The House We Grew Up In

MATILDA WNEK sees good new writing in the English Faculty Basement. A surprised choir of angels would have descended were they not put off by some iffy direction and performances.

free Josh Coles-Riley Judith E Wilson matilda wnek stars The House We Grew Up In welsh

Judith E. Wilson Studio – English Faculty, 4th-5th March, 7.30, Free Admission

Directed by Lucy Caines

[rating: 3/5]

If you’re free tonight and you like theatre, I can’t see what should stop you from going to see this play. That’s more than a 60% recommendation: it’s plays like this that make the star-rating system look about as unsubtle as a clap-o-meter and just as one-dimensional. And there are many dimensions to the success of this production. But for those of you without a scroll-down the most important thing to observe is that this is a serviceable production of a possibly excellent new play.

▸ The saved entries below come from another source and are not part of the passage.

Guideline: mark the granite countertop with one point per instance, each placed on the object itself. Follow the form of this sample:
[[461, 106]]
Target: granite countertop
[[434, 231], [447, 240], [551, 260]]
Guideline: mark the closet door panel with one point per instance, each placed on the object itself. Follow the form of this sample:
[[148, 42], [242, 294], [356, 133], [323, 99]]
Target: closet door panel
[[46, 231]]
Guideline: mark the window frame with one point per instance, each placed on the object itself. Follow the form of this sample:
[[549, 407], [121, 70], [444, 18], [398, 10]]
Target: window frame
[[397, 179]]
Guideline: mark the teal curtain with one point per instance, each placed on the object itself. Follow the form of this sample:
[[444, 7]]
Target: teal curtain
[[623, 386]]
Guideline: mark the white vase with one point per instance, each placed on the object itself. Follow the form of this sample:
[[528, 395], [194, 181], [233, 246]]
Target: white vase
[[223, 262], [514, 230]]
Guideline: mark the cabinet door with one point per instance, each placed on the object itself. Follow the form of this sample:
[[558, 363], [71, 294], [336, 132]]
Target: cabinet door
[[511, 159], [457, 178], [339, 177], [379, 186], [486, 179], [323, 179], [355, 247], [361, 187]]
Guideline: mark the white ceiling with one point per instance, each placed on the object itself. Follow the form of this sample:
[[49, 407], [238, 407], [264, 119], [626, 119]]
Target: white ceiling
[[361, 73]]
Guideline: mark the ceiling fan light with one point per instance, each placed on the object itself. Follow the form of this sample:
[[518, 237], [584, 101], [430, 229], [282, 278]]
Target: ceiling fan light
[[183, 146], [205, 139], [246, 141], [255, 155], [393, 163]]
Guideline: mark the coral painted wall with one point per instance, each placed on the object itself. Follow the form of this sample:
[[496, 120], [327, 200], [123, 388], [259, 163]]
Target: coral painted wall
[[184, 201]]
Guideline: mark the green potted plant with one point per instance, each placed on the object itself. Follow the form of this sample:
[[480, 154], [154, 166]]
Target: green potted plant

It follows a small village in a Welsh valley due to be evacuated and flooded by a government Dam-building project, alternately set on the eve of the upheaval and 20 years beforehand, intervals marked by the first and last visits to the town by Londoner Simon Vaughan (Tom Powell).

The skill of writer Josh Coles-Riley at managing audience expectation is evident. We are never too far ahead of the action of the script, and often so tightly in sync with its pace that he is able to drop revelations into the room with the control of an expert.

And, importantly, the plan of these revelations is impressively well-composed: as the significance of ‘present’ moments is gradually clarified by our cumulative understanding of the past, the richness of the plot becomes increasingly satisfying and holistic. This method is particularly testing, of course, because we take it on trust that the high drama of early scenes, explanation pending, is justified.

The fevered reaction to the news that Simon Vaughan is to return is unearned at the beginning, but paid back later. This is a recipe for disappointment, but any anticlimax is the fault of character development rather than the thoughtfully-constructed plot.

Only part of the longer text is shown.